I leaned toward the club, speaking softly. “Seir implied there is a power stronger than Lilith, and that you know what it is.”
A low but deep chuckling came from the wood.
“You of all people, Servant of She Whom We Cannot Name, need to ask this of me?”
“Ex-servant,” I muttered under my breath.
“Oh? Do you serve Her no longer?”
My face burned. “I have had my station ripped from me.”
“So you have lost your rank. Have you turned your back upon your Mistress, as well?”
“No…”
“Then, you are still her servant, are you not?”
“Ah … yes?” I said, taken aback. It had not occurred to me I might continue to serve my Lady’s purposes, even if I could not hear Her.
“Surely, then, you know what you have Above that we lack here Below,”

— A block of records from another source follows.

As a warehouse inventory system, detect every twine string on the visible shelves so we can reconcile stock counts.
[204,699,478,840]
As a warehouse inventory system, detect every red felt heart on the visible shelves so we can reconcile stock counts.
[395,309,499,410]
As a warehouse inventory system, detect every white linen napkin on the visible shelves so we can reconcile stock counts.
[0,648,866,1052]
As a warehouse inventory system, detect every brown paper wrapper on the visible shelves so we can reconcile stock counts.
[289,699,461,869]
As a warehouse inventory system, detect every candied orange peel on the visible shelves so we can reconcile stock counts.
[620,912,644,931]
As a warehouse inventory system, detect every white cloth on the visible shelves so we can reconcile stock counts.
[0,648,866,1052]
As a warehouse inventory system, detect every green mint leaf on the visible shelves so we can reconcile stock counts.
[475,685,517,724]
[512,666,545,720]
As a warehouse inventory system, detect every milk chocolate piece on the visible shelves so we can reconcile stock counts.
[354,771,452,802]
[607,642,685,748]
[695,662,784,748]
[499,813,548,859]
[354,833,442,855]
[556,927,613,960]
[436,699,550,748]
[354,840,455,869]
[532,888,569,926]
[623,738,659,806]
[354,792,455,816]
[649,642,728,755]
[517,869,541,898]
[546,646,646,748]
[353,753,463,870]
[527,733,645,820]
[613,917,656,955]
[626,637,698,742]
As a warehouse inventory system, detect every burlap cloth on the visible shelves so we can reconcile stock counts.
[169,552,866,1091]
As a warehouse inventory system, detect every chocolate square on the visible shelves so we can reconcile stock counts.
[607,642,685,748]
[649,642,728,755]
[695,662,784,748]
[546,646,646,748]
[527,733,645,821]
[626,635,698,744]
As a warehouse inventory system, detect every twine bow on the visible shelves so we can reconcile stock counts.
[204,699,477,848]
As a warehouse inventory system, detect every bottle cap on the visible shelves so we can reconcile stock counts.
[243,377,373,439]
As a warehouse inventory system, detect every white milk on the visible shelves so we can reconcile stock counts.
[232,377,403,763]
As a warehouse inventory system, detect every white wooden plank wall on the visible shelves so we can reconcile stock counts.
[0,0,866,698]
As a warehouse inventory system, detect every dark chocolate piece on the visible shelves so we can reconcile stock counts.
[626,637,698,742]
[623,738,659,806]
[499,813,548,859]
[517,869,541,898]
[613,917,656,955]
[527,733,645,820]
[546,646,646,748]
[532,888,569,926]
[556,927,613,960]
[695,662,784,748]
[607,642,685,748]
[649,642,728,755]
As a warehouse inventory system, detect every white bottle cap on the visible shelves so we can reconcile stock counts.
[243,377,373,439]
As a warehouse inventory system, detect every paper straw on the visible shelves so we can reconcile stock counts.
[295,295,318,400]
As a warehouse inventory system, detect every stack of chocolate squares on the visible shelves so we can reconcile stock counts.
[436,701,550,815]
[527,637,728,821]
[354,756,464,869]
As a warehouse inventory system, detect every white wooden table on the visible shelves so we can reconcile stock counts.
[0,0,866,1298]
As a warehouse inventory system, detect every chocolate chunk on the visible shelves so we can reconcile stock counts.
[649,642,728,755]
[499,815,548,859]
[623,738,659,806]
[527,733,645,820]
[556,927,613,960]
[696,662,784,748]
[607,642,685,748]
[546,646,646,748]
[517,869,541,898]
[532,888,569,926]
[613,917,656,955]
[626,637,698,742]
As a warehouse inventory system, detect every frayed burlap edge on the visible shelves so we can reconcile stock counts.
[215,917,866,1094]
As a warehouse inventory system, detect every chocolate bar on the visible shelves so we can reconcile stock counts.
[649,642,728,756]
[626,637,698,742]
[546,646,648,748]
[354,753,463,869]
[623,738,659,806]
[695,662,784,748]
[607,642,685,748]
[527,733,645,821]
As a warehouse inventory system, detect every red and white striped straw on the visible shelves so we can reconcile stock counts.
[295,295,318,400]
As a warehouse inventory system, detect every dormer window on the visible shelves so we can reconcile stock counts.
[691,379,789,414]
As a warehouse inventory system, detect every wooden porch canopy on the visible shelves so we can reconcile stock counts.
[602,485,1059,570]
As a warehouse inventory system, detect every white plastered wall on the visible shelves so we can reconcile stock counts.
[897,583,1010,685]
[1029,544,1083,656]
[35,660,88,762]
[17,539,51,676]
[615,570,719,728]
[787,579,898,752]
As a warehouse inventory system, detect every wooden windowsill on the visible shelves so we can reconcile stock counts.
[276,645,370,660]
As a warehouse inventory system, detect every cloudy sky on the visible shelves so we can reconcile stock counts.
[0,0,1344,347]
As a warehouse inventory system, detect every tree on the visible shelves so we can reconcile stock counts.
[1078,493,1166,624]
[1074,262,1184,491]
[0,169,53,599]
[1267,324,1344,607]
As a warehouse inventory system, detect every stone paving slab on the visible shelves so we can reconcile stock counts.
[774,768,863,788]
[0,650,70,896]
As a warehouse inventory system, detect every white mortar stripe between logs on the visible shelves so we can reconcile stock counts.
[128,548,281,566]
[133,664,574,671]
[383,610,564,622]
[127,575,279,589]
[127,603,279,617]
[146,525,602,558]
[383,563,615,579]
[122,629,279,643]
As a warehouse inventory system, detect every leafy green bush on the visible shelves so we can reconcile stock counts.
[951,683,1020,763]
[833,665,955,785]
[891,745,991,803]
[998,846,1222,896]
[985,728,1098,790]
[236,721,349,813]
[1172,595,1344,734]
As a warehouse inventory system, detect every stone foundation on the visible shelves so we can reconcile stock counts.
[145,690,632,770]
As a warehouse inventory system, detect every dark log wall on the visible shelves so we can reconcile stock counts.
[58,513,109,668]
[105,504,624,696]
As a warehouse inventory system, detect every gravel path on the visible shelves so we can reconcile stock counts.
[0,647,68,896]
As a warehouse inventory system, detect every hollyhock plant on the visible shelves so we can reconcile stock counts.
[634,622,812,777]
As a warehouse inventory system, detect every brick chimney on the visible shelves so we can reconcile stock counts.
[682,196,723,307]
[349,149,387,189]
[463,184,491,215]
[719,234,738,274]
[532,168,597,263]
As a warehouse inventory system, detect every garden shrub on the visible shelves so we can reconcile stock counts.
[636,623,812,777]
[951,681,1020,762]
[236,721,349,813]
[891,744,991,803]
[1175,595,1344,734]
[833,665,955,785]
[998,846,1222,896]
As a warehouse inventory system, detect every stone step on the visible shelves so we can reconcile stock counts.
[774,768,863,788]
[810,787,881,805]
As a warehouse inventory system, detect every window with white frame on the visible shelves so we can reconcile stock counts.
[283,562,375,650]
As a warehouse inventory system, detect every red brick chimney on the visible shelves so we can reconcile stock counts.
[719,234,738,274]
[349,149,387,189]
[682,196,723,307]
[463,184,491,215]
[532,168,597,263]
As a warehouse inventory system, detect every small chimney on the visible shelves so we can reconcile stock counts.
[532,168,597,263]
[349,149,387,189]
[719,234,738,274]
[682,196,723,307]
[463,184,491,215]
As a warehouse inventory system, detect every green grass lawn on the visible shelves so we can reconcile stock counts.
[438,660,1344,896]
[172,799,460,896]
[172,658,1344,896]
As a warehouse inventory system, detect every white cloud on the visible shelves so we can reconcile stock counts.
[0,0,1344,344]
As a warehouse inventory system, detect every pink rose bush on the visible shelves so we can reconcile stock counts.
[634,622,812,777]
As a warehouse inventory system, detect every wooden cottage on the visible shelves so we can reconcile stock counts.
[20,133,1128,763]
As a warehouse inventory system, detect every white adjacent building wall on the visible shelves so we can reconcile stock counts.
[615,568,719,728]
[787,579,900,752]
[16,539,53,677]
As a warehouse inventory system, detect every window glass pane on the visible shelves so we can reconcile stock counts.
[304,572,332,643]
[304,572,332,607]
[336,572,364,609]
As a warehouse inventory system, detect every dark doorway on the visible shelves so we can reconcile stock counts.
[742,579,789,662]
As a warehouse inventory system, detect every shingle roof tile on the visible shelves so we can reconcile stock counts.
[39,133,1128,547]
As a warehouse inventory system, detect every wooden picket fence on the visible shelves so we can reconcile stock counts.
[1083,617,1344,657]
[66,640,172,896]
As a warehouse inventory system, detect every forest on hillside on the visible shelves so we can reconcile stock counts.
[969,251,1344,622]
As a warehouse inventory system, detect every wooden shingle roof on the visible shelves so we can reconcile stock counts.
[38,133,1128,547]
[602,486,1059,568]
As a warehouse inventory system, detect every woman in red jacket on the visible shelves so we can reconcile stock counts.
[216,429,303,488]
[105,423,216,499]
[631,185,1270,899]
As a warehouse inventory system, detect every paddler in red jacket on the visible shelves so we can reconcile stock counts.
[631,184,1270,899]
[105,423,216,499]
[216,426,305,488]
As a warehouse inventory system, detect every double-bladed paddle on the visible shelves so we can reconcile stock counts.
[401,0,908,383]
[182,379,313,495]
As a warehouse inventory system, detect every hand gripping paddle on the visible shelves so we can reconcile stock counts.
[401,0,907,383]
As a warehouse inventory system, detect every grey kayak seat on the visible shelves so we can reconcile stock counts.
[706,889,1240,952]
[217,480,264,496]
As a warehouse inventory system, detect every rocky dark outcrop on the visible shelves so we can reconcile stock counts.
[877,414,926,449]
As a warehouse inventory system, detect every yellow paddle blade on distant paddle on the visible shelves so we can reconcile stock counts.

continued the voice from the club.
“In the dark, a candle is very bright, a fire more so, and a bonfire draws all attention. Compared to sunlight, however, they are puny.
“
Living in darkness, we fallen angels have grown much impressed by the Seven Rulers of Hell: Satan, Lucifer, Asmodeus, Lilith, Beelzebub, Belphegor, and Abaddon. We believe them great and terrible, able to rip down the pillars of Heaven and plunge all the universe into night.
“What fools, we!”
The voice laughed contemptuously.
“And I was among the most foolish of them. How puffed up with myself I was, how fooled by the very lies I doled out to others! Even my imprisonment by Solomon did not enlighten me. It took my great nemesis to rip the blinders from my eyes and show me the truth.”
Softly, almost as if to himself, he added,
“For what else could have enticed him, to whom I had offered all, except the one thing no demon could offer?
“Far from being torn down and dismantled,”
the voice continued,
“as the Great Seven claim, Heaven has not been even so much as touched by our rebellion. We have accomplished nothing except to make our own lives miserable. We are kings of emptiness.
“In my ignorance and vanity, I was like one who, having lived always in the shadow of Mount Everest, believed that mountain the greatest thing in the universe. From its base, it may so appear. However, should one compare it with a mountain range, a continent, a planet, the solar system, galaxies, clusters of galaxies, and so on, it is as nothing! And all these true wonders are held together by that one power of which we in Hell know not.”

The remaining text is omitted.